Die Bank of Canada hat soeben ihre Zinsentscheidung verkündet. Der Leitzins wird angehoben von 4,75 % auf 5,00 %, wie es vom Markt erwartet wurde. In Kurzform sinngemäß zusammengefasst: Obwohl die Inflation in Kanada nachlässt, legt man bei den Zinsen sicherheitshalber jetzt nochmal eine Schippe drauf. Der kanadische Dollar wertet in einer ersten Reaktion 5 Minuten nach der Zinsentscheidung auf. Der US-Dollar fällt gegen den kanadischen Dollar um 28 Pips auf 1,3162.
Hier das Statement der Bank of Canada im Wortlaut: Global inflation is easing, with lower energy prices and a decline in goods price inflation. However, robust demand and tight labour markets are causing persistent inflationary pressures in services. Economic growth has been stronger than expected, especially in the United States, where consumer and business spending has been surprisingly resilient. After a surge in early 2023, China’s economic growth is softening, with slowing exports and ongoing weakness in its property sector. Growth in the euro area is effectively stalled: while the service sector continues to grow, manufacturing is contracting. Global financial conditions have tightened, with bond yields up in North America and Europe as major central banks signal further interest rate increases may be needed to combat inflation.

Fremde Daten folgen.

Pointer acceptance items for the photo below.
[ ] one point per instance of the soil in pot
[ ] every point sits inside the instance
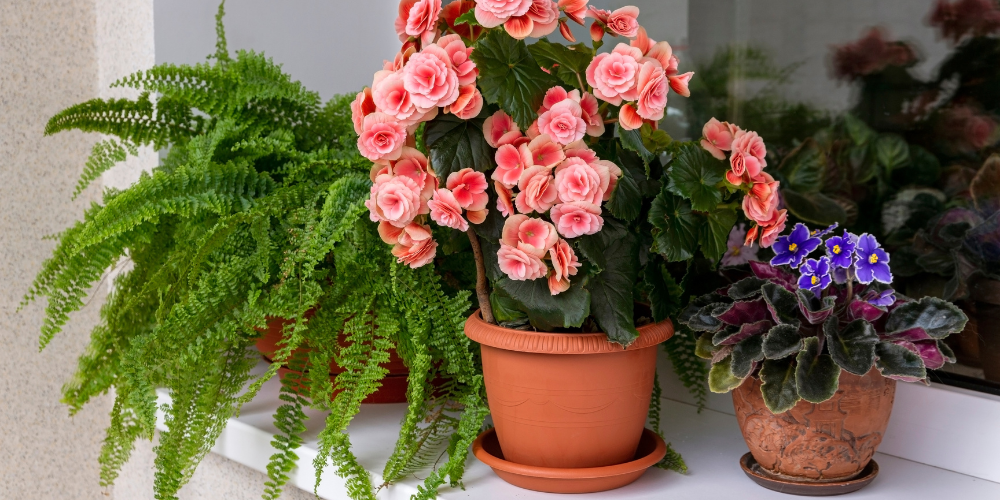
(818, 442)
(567, 400)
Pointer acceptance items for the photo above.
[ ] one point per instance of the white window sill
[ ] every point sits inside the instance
(710, 442)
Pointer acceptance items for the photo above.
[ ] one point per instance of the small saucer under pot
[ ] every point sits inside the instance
(651, 450)
(760, 476)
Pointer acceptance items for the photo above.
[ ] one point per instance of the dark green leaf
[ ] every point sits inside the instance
(938, 318)
(568, 63)
(546, 311)
(816, 375)
(897, 362)
(853, 347)
(714, 235)
(814, 207)
(721, 378)
(745, 354)
(782, 341)
(694, 174)
(676, 227)
(455, 144)
(778, 385)
(510, 77)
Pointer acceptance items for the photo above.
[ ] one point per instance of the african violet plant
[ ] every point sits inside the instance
(796, 333)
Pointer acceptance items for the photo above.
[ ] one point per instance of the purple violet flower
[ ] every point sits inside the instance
(794, 247)
(841, 249)
(736, 252)
(815, 274)
(885, 298)
(872, 263)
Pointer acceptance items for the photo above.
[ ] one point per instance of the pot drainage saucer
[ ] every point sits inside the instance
(651, 450)
(760, 476)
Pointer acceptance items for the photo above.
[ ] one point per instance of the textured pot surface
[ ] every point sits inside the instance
(567, 400)
(829, 441)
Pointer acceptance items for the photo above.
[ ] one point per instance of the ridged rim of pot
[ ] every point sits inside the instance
(561, 343)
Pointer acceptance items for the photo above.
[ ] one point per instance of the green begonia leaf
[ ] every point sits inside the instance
(694, 174)
(510, 77)
(853, 347)
(782, 341)
(778, 385)
(721, 378)
(816, 375)
(676, 227)
(455, 144)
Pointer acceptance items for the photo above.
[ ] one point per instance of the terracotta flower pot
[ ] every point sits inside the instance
(394, 385)
(567, 400)
(818, 442)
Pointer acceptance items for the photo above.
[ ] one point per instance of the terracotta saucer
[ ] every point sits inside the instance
(761, 477)
(651, 450)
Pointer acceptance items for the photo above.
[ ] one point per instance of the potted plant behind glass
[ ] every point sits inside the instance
(548, 158)
(813, 359)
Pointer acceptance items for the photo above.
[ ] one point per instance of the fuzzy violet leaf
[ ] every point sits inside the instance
(929, 317)
(817, 376)
(778, 385)
(853, 346)
(510, 77)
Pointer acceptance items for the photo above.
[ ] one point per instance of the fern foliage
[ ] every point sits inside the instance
(256, 212)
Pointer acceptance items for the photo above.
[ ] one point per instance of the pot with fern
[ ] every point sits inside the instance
(548, 158)
(813, 359)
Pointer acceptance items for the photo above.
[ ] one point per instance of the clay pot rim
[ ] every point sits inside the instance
(650, 335)
(635, 465)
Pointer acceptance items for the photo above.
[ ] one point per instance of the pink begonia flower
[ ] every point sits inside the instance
(395, 200)
(624, 21)
(430, 78)
(493, 13)
(362, 106)
(577, 218)
(564, 265)
(679, 83)
(459, 54)
(629, 118)
(505, 202)
(563, 122)
(391, 98)
(652, 84)
(469, 188)
(717, 137)
(418, 18)
(500, 129)
(538, 191)
(511, 163)
(578, 181)
(382, 137)
(544, 152)
(518, 265)
(415, 247)
(530, 235)
(613, 76)
(446, 211)
(771, 232)
(574, 9)
(469, 103)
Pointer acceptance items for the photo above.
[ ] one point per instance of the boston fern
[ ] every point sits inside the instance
(255, 213)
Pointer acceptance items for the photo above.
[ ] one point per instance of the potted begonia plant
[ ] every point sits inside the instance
(813, 359)
(548, 158)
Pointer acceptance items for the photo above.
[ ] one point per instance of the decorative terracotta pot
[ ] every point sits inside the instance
(394, 385)
(818, 442)
(566, 400)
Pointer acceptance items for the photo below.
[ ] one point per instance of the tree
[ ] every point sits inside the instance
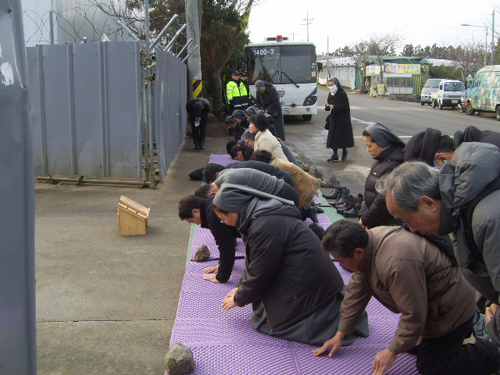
(362, 52)
(382, 45)
(222, 33)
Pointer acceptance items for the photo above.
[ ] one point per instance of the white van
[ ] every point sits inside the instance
(448, 94)
(430, 86)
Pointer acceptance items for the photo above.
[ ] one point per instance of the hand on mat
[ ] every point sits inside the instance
(383, 360)
(335, 343)
(213, 269)
(490, 311)
(211, 277)
(228, 302)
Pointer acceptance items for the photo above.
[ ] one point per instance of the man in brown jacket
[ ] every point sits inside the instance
(409, 275)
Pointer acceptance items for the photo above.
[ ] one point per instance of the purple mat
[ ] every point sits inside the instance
(225, 342)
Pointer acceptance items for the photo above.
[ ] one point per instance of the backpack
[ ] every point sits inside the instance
(466, 213)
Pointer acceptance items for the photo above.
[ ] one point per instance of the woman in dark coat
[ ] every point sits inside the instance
(386, 149)
(295, 290)
(339, 120)
(268, 100)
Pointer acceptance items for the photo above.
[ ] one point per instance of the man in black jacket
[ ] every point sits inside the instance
(200, 211)
(198, 110)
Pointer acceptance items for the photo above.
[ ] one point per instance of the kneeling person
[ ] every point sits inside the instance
(409, 275)
(295, 290)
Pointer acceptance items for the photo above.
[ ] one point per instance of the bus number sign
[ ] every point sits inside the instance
(263, 51)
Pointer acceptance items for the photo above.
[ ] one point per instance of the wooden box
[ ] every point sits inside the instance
(132, 217)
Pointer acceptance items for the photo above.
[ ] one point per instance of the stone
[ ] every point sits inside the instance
(202, 253)
(179, 360)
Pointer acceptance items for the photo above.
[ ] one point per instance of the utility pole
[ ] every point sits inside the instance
(308, 22)
(493, 44)
(194, 12)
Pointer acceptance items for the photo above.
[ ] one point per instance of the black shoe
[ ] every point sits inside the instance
(353, 212)
(333, 194)
(343, 196)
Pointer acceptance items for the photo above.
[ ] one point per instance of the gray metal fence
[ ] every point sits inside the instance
(86, 109)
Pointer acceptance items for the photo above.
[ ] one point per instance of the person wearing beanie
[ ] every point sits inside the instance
(268, 100)
(241, 123)
(423, 146)
(386, 149)
(295, 290)
(198, 110)
(264, 140)
(339, 121)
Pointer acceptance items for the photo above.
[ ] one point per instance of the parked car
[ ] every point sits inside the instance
(430, 86)
(448, 94)
(483, 92)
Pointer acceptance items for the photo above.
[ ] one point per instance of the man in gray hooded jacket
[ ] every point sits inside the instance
(432, 201)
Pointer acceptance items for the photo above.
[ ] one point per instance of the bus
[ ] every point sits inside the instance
(291, 68)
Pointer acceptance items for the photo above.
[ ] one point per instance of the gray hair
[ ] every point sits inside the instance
(408, 183)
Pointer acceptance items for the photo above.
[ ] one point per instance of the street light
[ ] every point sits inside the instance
(486, 39)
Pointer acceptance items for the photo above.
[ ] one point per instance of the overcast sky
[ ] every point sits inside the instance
(423, 22)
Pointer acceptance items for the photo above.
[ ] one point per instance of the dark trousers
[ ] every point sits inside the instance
(199, 131)
(447, 354)
(288, 192)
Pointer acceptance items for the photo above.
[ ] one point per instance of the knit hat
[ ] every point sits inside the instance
(239, 114)
(260, 83)
(423, 146)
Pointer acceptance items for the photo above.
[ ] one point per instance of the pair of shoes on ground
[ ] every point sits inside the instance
(332, 183)
(335, 157)
(340, 195)
(351, 207)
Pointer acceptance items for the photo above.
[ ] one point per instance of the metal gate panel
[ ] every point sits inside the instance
(86, 109)
(170, 108)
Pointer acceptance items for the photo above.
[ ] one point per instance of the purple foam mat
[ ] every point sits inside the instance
(225, 342)
(222, 159)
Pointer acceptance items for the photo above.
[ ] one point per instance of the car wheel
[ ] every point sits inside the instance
(469, 110)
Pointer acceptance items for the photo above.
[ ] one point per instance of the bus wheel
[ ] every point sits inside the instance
(469, 110)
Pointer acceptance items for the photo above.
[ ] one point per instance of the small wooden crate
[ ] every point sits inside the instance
(132, 217)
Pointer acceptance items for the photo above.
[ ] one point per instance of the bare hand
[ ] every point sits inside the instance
(211, 277)
(382, 361)
(335, 343)
(490, 311)
(213, 269)
(228, 302)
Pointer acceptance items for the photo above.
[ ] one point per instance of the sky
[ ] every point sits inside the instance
(335, 23)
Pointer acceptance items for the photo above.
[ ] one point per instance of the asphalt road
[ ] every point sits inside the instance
(404, 118)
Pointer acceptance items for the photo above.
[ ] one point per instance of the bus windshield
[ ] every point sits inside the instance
(281, 64)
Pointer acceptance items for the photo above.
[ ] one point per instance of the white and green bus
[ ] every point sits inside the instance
(291, 68)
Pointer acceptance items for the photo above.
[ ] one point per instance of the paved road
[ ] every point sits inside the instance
(405, 118)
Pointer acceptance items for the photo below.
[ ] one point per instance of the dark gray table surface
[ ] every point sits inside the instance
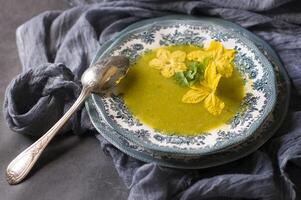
(72, 167)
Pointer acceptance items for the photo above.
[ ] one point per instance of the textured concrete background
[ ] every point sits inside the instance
(72, 167)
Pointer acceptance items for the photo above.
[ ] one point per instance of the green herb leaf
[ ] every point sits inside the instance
(193, 74)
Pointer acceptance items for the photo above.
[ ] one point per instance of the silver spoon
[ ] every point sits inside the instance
(99, 77)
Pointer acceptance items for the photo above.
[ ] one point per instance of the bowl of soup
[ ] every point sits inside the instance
(193, 87)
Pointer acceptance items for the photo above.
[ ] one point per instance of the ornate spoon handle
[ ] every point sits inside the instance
(22, 164)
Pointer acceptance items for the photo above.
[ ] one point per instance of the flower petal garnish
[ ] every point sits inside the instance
(169, 63)
(195, 95)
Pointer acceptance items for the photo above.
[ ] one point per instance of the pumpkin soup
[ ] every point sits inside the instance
(185, 89)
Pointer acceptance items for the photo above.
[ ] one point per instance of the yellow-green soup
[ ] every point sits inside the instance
(156, 101)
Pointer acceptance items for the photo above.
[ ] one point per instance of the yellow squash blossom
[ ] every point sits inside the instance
(169, 62)
(207, 91)
(222, 58)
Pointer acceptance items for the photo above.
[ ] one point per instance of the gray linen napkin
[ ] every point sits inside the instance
(55, 48)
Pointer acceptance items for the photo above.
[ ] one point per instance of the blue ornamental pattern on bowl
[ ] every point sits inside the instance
(257, 73)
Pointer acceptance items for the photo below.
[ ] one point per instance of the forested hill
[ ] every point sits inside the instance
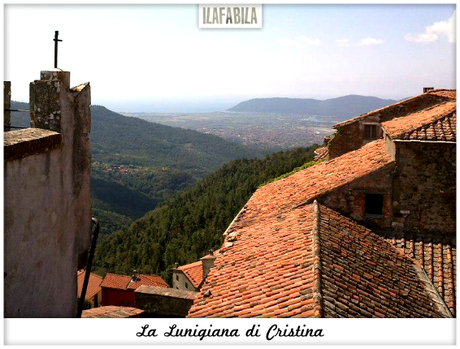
(343, 107)
(116, 138)
(137, 164)
(192, 221)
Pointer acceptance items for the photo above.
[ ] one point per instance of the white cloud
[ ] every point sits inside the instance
(310, 42)
(342, 42)
(370, 41)
(434, 31)
(287, 42)
(421, 38)
(299, 42)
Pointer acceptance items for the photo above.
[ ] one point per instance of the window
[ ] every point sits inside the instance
(373, 205)
(370, 132)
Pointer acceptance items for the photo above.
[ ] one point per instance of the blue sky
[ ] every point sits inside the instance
(154, 57)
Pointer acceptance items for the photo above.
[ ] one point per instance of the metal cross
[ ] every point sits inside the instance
(56, 40)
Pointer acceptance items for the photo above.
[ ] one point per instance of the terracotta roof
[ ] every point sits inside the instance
(321, 153)
(166, 292)
(303, 186)
(267, 272)
(148, 280)
(123, 282)
(434, 124)
(313, 262)
(442, 93)
(94, 284)
(451, 94)
(111, 311)
(362, 275)
(116, 281)
(437, 256)
(193, 272)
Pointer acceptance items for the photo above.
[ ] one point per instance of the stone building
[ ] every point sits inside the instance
(47, 227)
(369, 233)
(119, 290)
(354, 133)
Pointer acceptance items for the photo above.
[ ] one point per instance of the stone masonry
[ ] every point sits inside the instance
(47, 200)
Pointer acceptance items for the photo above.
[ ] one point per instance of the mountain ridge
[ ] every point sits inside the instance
(344, 107)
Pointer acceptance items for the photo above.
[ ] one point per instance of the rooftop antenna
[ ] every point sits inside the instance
(56, 40)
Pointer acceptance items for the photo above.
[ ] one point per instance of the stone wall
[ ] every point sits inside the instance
(6, 105)
(47, 202)
(349, 200)
(179, 280)
(419, 191)
(350, 133)
(424, 191)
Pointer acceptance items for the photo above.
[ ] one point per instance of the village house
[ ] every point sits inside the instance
(190, 277)
(47, 227)
(93, 290)
(354, 133)
(369, 233)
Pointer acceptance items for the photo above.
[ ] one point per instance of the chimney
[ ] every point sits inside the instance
(208, 263)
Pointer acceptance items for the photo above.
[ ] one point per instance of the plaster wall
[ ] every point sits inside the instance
(48, 206)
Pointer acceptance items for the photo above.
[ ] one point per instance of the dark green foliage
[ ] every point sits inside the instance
(188, 224)
(86, 303)
(157, 162)
(121, 140)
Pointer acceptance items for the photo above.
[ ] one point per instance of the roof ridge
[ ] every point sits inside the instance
(317, 269)
(398, 103)
(433, 119)
(429, 286)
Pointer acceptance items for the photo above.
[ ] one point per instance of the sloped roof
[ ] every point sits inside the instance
(321, 153)
(303, 186)
(443, 94)
(111, 311)
(116, 281)
(267, 272)
(124, 282)
(313, 262)
(436, 255)
(148, 280)
(362, 275)
(94, 284)
(434, 124)
(451, 94)
(193, 272)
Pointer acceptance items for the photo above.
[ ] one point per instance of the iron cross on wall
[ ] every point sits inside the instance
(56, 40)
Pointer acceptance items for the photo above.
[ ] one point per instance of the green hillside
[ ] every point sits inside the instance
(188, 224)
(342, 107)
(137, 164)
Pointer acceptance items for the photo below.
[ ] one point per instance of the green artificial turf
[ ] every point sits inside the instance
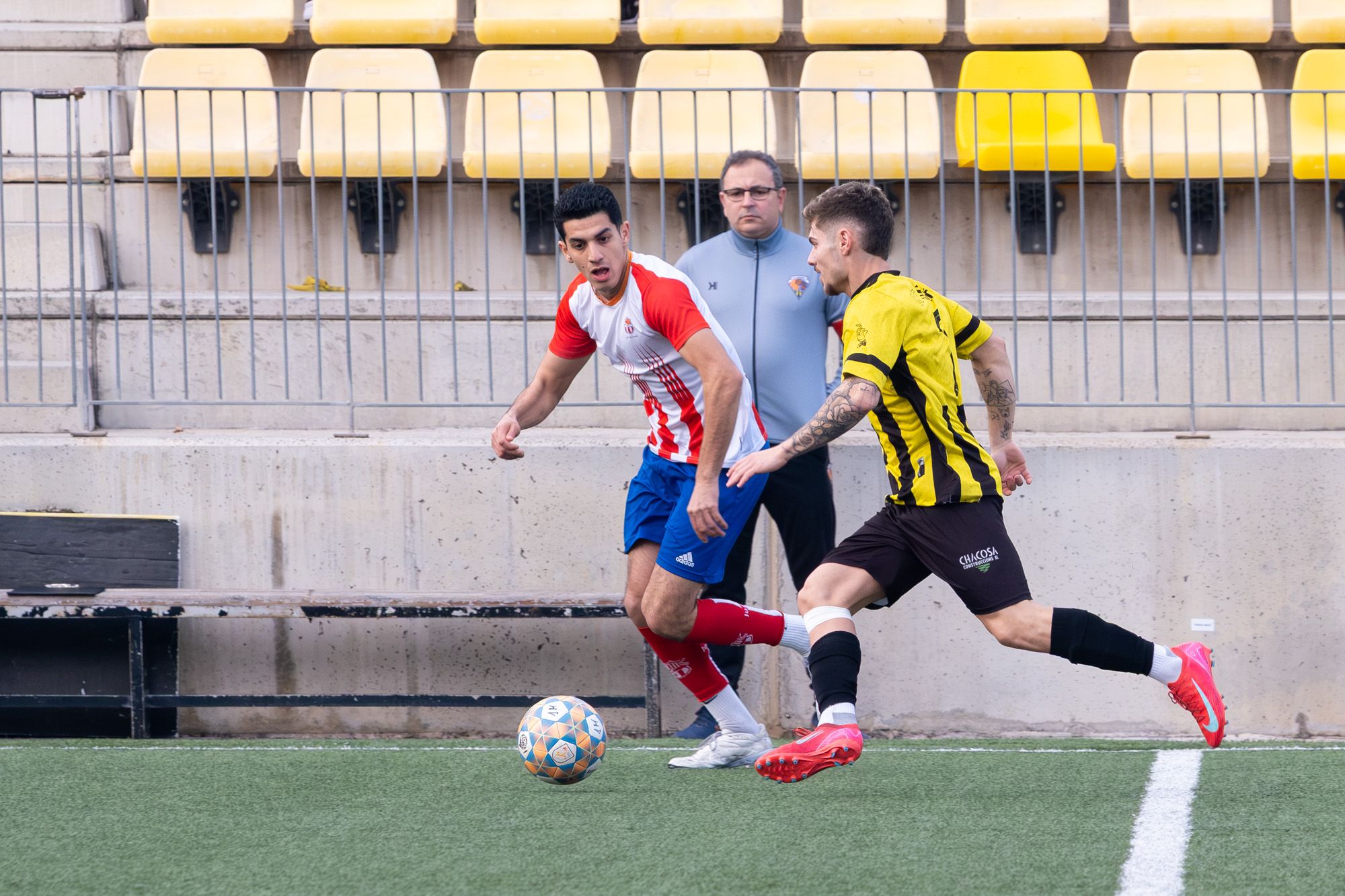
(310, 817)
(1270, 822)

The Bank’s July Monetary Policy Report (MPR) projects the global economy will grow by around 2.8% this year and 2.4% in 2024, followed by 2.7% growth in 2025.
Canada’s economy has been stronger than expected, with more momentum in demand. Consumption growth has been surprisingly strong at 5.8% in the first quarter. While the Bank expects consumer spending to slow in response to the cumulative increase in interest rates, recent retail trade and other data suggest more persistent excess demand in the economy. In addition, the housing market has seen some pickup. New construction and real estate listings are lagging demand, which is adding pressure to prices. In the labour market, there are signs of more availability of workers, but conditions remain tight, and wage growth has been around 4-5%. Strong population growth from immigration is adding both demand and supply to the economy: newcomers are helping to ease the shortage of workers while also boosting consumer spending and adding to demand for housing.
As higher interest rates continue to work their way through the economy, the Bank expects economic growth to slow, averaging around 1% through the second half of this year and the first half of next year. This implies real GDP growth of 1.8% in 2023 and 1.2% in 2024. The economy will move into modest excess supply early next year before growth picks up to 2.4% in 2025.
Inflation in Canada eased to 3.4% in May, a substantial and welcome drop from its peak of 8.1% last summer. While CPI inflation has come down largely as expected so far this year, the downward momentum has come more from lower energy prices, and less from easing underlying inflation. With the large price increases of last year out of the annual data, there will be less near-term downward momentum in CPI inflation. Moreover, with three-month rates of core inflation running around 3½-4% since last September, underlying price pressures appear to be more persistent than anticipated. This is reinforced by the Bank’s business surveys, which find businesses are still increasing their prices more frequently than normal.
In the July MPR projection, CPI inflation is forecast to hover around 3% for the next year before gradually declining to 2% in the middle of 2025. This is a slower return to target than was forecast in the January and April projections. Governing Council remains concerned that progress towards the 2% target could stall, jeopardizing the return to price stability.
In light of the accumulation of evidence that excess demand and elevated core inflation are both proving more persistent, and taking into account its revised outlook for economic activity and inflation, Governing Council decided to increase the policy interest rate to 5%. Quantitative tightening is complementing the restrictive stance of monetary policy and normalizing the Bank’s balance sheet. Governing Council will continue to assess the dynamics of core inflation and the outlook for CPI inflation. In particular, we will be evaluating whether the evolution of excess demand, inflation expectations, wage growth and corporate pricing behaviour are consistent with achieving the 2% inflation target. The Bank remains resolute in its commitment to restoring price stability for Canadians.